What I learned as an EMT at the border wall

Volunteering on both sides of the border, I witnessed how the wall predictably mutilates the bodies of those who try to scale it. The adoption by the Border Patrol of the “prevention through deterrence strategy” in 1994—which involved increasing the length and the height of the border fence in urban areas—significantly expanded the number of wounded migrants.
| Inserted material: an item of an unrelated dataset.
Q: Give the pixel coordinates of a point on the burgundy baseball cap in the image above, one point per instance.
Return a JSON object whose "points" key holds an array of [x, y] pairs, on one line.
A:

The shifting design of the border fence produces particular forms of injuries: The sharp edges on top of the previous fence, made of corrugated sheet metal left over from the Vietnam War, amputated limbs; the tall, slatted steel wall we have today fractures legs and ankles. In towns along Arizona’s southern fringe, ambulances go to pick up wounded border crossers so frequently that emergency responders refer to the cement ledge abutting the wall as “the ankle alley.” The border wall is a key component of “tactical infrastructure”—a concept that Customs and Border Patrol uses to refer to the assemblage of materials and technologies that regulate movement in the name of national security. It includes gates, roads, bridges, drainage structures and grates, observation zones, boat ramps, and lighting and ancillary-power systems, as well as remote video surveillance, which together “allow CBP to provide persistent impedance, access, and visibility, by making illicit cross-border activities, such as the funneling of illegal immigrants, terrorists, and terrorist weapons into our Nation, more difficult and time-consuming.” Such “tactical infrastructure” simultaneously produces victims and marks them as criminals.